Improving your child’s writing can seem like a daunting task. As adults, we know good writing when we see it, and we definitely know bad writing when we see it, but helping someone improve their writing isn’t always so easy. One of the reasons that children’s writing can seem ‘bad’ is that, when writing, there are a huge number of different things that the child needs to think about, and when we read their writing, we automatically focus on the things they haven’t done as well.
Below are just some of the things creative writers need to consider:
• Punctuation, which contains a huge number of individual things to think about.
(Commas, capital letters, full stops, question marks, dashes, colons, semi-colons, speech marks and more)
• Grammar, again with many elements inside it.
(Organisation of sentences, connecting main and subordinate clauses, organising related actions into paragraphs, understanding word types and more)
• Character’s personalities and actions.
• The plot.
• Is the writing enjoyable to read? Using devices like metaphor/simile for description.
• How is the story narrated? 1st person? 3rd person?
One thing that can affect children’s writing negatively is a lack of vocabulary. Often, children will tend to use the same simple words or phrases in a sentence, so in a scenario where children need to write a story about a character in a haunted house, they might write the same descriptive words repeatedly, such “scary” and “dark”.
This occurs because children simply do not encounter new words if they do not read the words in books; it is well documented that the more a child reads, the bigger their vocabulary is. If children read frequently, they absorb the vocabulary from the books and it enters into their common usage. The best way to create good writers is to be a good reader!
In fact, we can divide all vocabulary into three different kinds of words, according to Beck, McKeown and Kucan.
Simple, common words that all children will understand and use without thinking about the meaning.
Examples: window, party, happy, walk, drop
These are uncommon words with specific definitions that need to be looked up before understanding.
Examples: ingratiate, elongate, streamline, pacify, obnoxious
These are subject specific words that are related to individual topics, and would be used rarely outside of that.
Examples: carbonate, nucleus, metatarsal
Beck, McKeown and Kucan say that the most useful words for children to learn are those in type 2, as children can use them more easily in writing, and they will have the effect of improving their vocabulary in a tangible way.
Learning New Words
Make sure that there is a dictionary and thesaurus available whenever your child is reading. They should be comfortable with using this, and will be taught it in school over time, but extra practice is very important in creating independent readers and strong writers.
One fun idea is to keep a diary where the child writes down all the new words they read that they don’t understand. Next to the word, they can look it up in a dictionary and write what it means. This can then be used to test the child from time to time, and you can ask them if they remember the definition, or if they can use the word in a sentence.
Another idea is to make a vocabulary dartboard, like the one below. The goal of this is to help children improve their word choices. This activity only works for adjectives, verbs and adverbs.

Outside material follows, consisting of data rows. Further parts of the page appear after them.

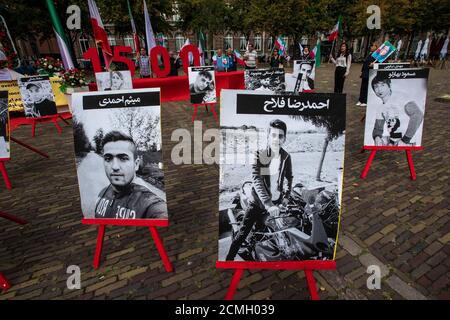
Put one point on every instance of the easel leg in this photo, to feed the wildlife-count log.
(5, 175)
(99, 247)
(311, 284)
(58, 128)
(194, 114)
(368, 163)
(214, 113)
(33, 129)
(29, 147)
(4, 284)
(161, 250)
(411, 165)
(12, 218)
(234, 283)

Words outside the target are basic and simple words. Yellow are one step better than grey; orange are one step better than yellow and red are the most effective words.
If a child uses a word in their writing that is simple, and is a grey or yellow word, work with them in using a thesaurus to choose orange and red words that mean the same thing.
This activity is great for children because it lets them see the different levels of word choices, and they can understand more clearly that they can choose more effective words.
Using these words to improve writing
Let’s use this example sentence, which is very similar to writing you might see from a Year 4 child.
“I ran fast because the big boulder was chasing me.”
First, let’s use the vocabulary board to work on “fast”, which is an adverb, and “big”, which is an adjective.
Now, the sentence can read “I ran hastily because the colossal boulder was chasing me.” It’s definitely an improvement, but we can still make it better!
Write for your character’s senses
Telling the audience about your character’s senses is vital to creating a realistic story where the reader can see themselves in that character’s situation. Children often forget to write descriptively from the perspective of their character.
Currently, our sentence has nothing personal to the character in it.
What can they see? What can they hear? What can they feel? What can they smell? What can they taste?
“I ran hastily because the colossal boulder was chasing me.”
This changes to:
“The thundering rumble of the colossal boulder chased me. My feet pounded against the hard earth, pushing me toward the distant, dim light at the end of the tunnel.”
“thundering rumble” – Sound
“feet pounded the hard earth” – Feeling
“distant, dim light” – Sight.
We can see this new version is much more effective. It makes it much easier to imagine the character running and to visualise the scene.